I will reserve my tears for their victims.

ETpro's avatar

@rojo If I said anything indicating trust in presidents to make the right call, it was very far from my actual beliefs. Cheney is a perfect example. This power fell into the hands of Presidents under Bush. Imagine if he had died or become unable to serve and Cheney had become president. It is highly likely that people Cheney considered a political threat would have been targeted for secret assassination. I don’t think that President Obama is likely to do that, but I do think some asshole will win the office in the future and see a golden opportunity to eliminate all political opposition and seize perpetual power. The call needs to be made by a special court that has no interest in politics, just justice and the safety of the American People, and the rest of the people of the world as well.

woodcutter's avatar

special court

dabbler's avatar

@rojo Especially good point about due process and its history since the Magna Carta.
That sort of principle is among those for which the U.S. has, at least in the past, been rightly admired.
And ever since George Washington mandated there would be no torture of captured British soldiers, and they’d be treated humanely, that was also something for which the U.S. has been admired.
The principles apply to all natural-born persons, not just U.S. citizens. And we could get the job done without violating those principles.
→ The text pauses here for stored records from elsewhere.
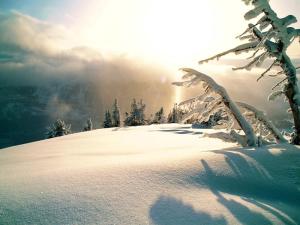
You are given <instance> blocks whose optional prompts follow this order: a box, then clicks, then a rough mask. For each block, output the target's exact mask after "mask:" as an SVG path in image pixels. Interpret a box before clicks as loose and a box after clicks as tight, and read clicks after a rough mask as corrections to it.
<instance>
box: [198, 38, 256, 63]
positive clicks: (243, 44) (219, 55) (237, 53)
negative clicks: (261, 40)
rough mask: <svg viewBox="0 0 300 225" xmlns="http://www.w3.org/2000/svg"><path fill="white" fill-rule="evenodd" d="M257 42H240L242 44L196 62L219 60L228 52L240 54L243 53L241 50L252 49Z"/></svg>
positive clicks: (224, 55) (254, 41) (202, 61)
mask: <svg viewBox="0 0 300 225" xmlns="http://www.w3.org/2000/svg"><path fill="white" fill-rule="evenodd" d="M258 44H259V42H258V41H254V42H250V43H246V44H242V45H239V46H237V47H235V48H232V49H229V50H227V51H225V52H222V53H220V54H217V55H214V56H212V57H210V58H207V59H204V60H200V61H199V62H198V63H199V64H203V63H207V62H209V61H212V60H214V59H217V60H219V59H220V58H221V57H223V56H225V55H228V54H230V53H234V54H240V53H243V52H249V51H253V50H254V49H255V48H256V46H257V45H258Z"/></svg>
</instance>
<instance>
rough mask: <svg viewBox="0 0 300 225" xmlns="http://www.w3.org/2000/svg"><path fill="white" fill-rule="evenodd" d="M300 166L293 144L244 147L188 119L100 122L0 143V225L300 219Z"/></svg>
mask: <svg viewBox="0 0 300 225" xmlns="http://www.w3.org/2000/svg"><path fill="white" fill-rule="evenodd" d="M220 134H222V135H220ZM223 139H224V140H223ZM299 174H300V149H299V148H298V147H295V146H292V145H289V144H281V145H271V146H266V147H263V148H257V149H250V148H240V147H238V146H237V145H236V144H235V143H233V142H231V141H228V140H227V139H226V135H224V134H223V133H220V131H215V130H210V129H193V128H191V126H190V125H180V124H172V125H170V124H166V125H151V126H141V127H128V128H119V129H116V128H112V129H100V130H94V131H89V132H83V133H78V134H72V135H68V136H64V137H59V138H53V139H49V140H45V141H39V142H35V143H31V144H26V145H20V146H16V147H11V148H7V149H3V150H1V151H0V224H105V225H106V224H124V225H125V224H127V225H133V224H139V225H140V224H152V225H175V224H176V225H177V224H178V225H182V224H191V225H196V224H203V225H209V224H214V225H215V224H222V225H223V224H224V225H225V224H261V225H264V224H291V225H292V224H295V225H296V224H300V214H299V211H300V175H299Z"/></svg>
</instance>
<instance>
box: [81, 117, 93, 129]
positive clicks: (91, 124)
mask: <svg viewBox="0 0 300 225" xmlns="http://www.w3.org/2000/svg"><path fill="white" fill-rule="evenodd" d="M90 130H93V123H92V119H91V118H89V119H88V120H87V121H86V124H85V126H84V127H83V131H90Z"/></svg>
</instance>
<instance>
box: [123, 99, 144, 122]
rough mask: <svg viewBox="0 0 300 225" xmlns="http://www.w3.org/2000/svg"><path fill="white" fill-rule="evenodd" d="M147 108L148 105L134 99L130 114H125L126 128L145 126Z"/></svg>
mask: <svg viewBox="0 0 300 225" xmlns="http://www.w3.org/2000/svg"><path fill="white" fill-rule="evenodd" d="M145 108H146V105H145V104H144V103H143V101H142V100H140V101H139V102H138V103H137V102H136V100H135V99H133V101H132V103H131V111H130V113H127V112H126V113H125V120H124V124H125V126H139V125H145V124H146V120H145Z"/></svg>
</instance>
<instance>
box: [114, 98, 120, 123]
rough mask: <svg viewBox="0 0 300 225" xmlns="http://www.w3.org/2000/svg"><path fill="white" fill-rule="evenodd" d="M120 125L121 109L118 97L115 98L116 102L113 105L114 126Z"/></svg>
mask: <svg viewBox="0 0 300 225" xmlns="http://www.w3.org/2000/svg"><path fill="white" fill-rule="evenodd" d="M120 125H121V123H120V110H119V106H118V101H117V99H115V102H114V104H113V107H112V126H113V127H119V126H120Z"/></svg>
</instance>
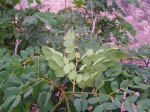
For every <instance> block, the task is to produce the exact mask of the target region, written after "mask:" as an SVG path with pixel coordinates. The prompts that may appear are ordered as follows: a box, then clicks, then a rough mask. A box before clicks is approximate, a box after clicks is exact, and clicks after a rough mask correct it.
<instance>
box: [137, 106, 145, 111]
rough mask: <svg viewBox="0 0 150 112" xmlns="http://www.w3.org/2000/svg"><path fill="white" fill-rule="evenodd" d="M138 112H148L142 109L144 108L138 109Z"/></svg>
mask: <svg viewBox="0 0 150 112" xmlns="http://www.w3.org/2000/svg"><path fill="white" fill-rule="evenodd" d="M136 110H137V112H146V111H145V110H144V109H142V107H138V106H137V108H136Z"/></svg>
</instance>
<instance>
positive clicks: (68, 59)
mask: <svg viewBox="0 0 150 112" xmlns="http://www.w3.org/2000/svg"><path fill="white" fill-rule="evenodd" d="M67 59H68V60H70V61H72V60H74V59H75V54H74V53H71V54H68V56H67Z"/></svg>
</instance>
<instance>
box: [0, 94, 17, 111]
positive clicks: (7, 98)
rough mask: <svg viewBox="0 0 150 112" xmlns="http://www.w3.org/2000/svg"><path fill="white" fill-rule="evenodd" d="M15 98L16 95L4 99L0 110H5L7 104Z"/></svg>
mask: <svg viewBox="0 0 150 112" xmlns="http://www.w3.org/2000/svg"><path fill="white" fill-rule="evenodd" d="M15 98H16V95H11V96H8V97H7V98H6V99H5V102H4V103H3V104H2V106H1V107H2V110H3V109H6V108H7V107H8V106H9V104H10V103H11V102H12V101H13V100H14V99H15Z"/></svg>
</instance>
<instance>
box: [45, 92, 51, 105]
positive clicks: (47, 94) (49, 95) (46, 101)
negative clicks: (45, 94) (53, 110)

I know it’s a tired cliché, but if we throw that sort of moral standard out because of terrorists, then the terrorists have won.

rojo's avatar

@flo which American? Do you mean the one that has been labeled a terrorist and it is a case of a sniper as opposed to a drone or are you asking about taking someone out who has another American in his sights?

flo's avatar

@rojo I’m talking _about an American sniper who has another American (who is well known to him except defintely not as a terrorist) on his way to suicide bombing in his sights.

rojo's avatar

So you are asking is it ok to shoot someone instead of bombing them? Not ok, but acceptable? Am I understanding you right?

mattbrowne's avatar

The same as non-American terrorists. I find the debate very surprising and irritating. Killing a Pakistani without a court ruling is okay?